The story is told in the latest issue of the Journal of the American Jewish Archives, where Rafael Medoff, a scholar and historian, reveals what he found in the Warburg archives. As early as 1930, addressing a rally in Madison Square Gardens, Warburg advised the British government that if it wanted to help the Palestinian Arabs it could best do so by making agricultural land available to them across the Jordan River. Said Warburg: "It is unjust to speak of such an offer of land in Transjordania as expatriation of the Arabs, as Transjordania is distinctly Arab territory."

Medoff notes that at first this seemed to contradict Warburg's previously expressed views, which had always advocated concessions to the Arabs, for the sake of peace. And though he continued to advocate concessions, he just as vigorously pursued proposals to encourage Palestinian Arabs to leave the country. Indeed, precisely because he was interested in helping the Arabs, he felt they would be much better off away from the Zionists. When the British proposed setting up a commission to explore ways of helping the Arabs, Warburg saw in the commission a means to "facilitate emigration of [Palestinian] Arabs into Transjordan." Apparently, out of a desire to make it attractive to the Zionists, he added, thereby "increasing agricultural possibilities for Jews in Palestine." He pursued the matter with Sir John Robert Chancellor, the British High Commissioner for Palestine. He depicted his proposal as less of a population transfer than an attempt to provide work for the Arabs where ample land was available.

He continued to press the British to provide financial assistance to aid aggrieved Arab farmers by resettling them in Transjordania and, at the same time, increase the "absorptive capacity" of Palestine in order to facilitate increased Jewish settlement.

Though the British rejected the suggestion, Warburg continued to advocate the resettlement program as a road to peace between Arabs and Jews, even while he openly opposed establishment of a Jewish state. When another non-Zionist, Edward Norman, suggested a program to finance the emigration of Arabs from Palestine to Iraq, Warburg enthusiastically offered to help finance it. As a result of British lack of interest, nothing came of the proposal. Subsequently, when the Arab riots broke out in 1936, he contributed generously to the defence needs of the Jewish settlements.

Warburg's espousal of the transfer program at the Madison Square Gardens meeting was his only public expression of support for the idea. Yet Medoff's research reveals that he was constantly trying to influence the British to accept the transfer program.

As for the political status, Warburg urged the creation of a federation comprised of three independent cantons, Iraq and Transjordan as Arab units, and Palestine, or some parts of it, as a Jewish canton. The project excited him, and he explored it with Dr.
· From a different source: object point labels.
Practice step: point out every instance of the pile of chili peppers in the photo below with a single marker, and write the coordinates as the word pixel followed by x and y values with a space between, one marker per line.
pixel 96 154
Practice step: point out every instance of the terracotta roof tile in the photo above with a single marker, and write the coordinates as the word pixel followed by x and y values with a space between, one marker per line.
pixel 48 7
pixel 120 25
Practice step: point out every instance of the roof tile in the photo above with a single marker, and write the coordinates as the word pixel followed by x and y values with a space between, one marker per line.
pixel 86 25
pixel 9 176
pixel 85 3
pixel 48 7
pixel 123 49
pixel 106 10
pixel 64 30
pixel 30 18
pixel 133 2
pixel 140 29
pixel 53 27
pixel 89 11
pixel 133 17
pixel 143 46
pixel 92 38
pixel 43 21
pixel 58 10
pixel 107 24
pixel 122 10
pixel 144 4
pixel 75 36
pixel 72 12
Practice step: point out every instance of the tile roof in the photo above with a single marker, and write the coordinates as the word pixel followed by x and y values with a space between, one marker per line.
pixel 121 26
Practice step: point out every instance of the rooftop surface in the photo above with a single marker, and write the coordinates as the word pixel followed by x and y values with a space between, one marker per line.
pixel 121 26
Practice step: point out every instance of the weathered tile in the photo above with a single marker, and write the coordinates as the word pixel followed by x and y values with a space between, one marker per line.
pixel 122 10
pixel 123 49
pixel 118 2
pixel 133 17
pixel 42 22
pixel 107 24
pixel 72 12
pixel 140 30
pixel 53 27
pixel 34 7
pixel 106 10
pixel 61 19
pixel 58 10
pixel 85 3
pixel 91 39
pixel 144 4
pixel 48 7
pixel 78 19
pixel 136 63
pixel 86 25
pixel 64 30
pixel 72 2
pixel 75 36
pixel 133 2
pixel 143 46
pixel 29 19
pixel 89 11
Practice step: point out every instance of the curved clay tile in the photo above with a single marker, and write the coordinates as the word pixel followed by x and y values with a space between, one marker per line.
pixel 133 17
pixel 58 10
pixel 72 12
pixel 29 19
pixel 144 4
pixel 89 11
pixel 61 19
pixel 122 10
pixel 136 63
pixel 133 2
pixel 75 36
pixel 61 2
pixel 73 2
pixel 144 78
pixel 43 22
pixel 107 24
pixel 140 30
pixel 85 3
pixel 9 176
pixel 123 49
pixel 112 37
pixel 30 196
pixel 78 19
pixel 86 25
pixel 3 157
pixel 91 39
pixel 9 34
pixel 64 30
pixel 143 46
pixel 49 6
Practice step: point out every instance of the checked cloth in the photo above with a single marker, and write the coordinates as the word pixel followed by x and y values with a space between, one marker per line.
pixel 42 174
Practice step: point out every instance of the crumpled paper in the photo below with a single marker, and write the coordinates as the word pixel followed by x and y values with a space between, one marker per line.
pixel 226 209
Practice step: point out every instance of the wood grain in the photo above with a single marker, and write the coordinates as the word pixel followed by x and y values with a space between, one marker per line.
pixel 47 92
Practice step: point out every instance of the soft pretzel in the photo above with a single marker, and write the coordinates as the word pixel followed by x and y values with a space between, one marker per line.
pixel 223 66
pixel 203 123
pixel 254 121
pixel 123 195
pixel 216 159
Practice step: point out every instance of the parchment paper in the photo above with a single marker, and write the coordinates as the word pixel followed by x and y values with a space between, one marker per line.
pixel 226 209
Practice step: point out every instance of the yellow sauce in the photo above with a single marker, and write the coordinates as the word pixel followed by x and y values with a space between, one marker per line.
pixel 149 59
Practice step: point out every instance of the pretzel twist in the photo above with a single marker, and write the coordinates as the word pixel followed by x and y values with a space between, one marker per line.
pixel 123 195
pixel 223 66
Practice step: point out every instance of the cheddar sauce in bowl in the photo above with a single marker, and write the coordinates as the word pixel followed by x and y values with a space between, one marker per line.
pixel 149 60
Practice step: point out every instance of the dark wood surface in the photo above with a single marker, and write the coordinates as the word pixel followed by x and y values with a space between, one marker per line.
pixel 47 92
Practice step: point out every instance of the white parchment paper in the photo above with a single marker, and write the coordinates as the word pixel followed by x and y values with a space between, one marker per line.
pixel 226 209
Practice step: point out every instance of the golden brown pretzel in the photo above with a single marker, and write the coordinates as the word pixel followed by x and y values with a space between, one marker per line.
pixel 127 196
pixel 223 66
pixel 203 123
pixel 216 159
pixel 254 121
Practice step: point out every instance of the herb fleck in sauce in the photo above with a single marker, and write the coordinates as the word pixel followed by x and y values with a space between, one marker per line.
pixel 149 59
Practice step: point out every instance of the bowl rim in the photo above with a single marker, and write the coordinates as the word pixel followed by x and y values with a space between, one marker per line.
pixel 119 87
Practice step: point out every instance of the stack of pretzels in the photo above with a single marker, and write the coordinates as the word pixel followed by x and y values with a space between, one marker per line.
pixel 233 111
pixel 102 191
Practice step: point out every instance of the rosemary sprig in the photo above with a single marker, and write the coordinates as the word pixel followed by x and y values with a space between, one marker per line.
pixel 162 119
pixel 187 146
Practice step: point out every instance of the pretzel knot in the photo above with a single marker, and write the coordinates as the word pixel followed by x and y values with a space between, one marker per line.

Chaim Weizmann and with representatives of the British government. How far it would have gone we shall never know, for he suddenly suffered a heart attack and passed away in 1937.

Carl Alpert is a freelance writer living in Haifa.

In 1944, Frieda Schiff Warburg, widow of prominent businessman and philanthropist Felix Warburg, donated the family mansion at 1109 Fifth Ave. (near 92nd Street) to the Jewish Theological Seminary of America for use as a museum. The Jewish Museum, as it is called, is one of the world's largest institutions devoted to exploring the scope and diversity of Jewish culture.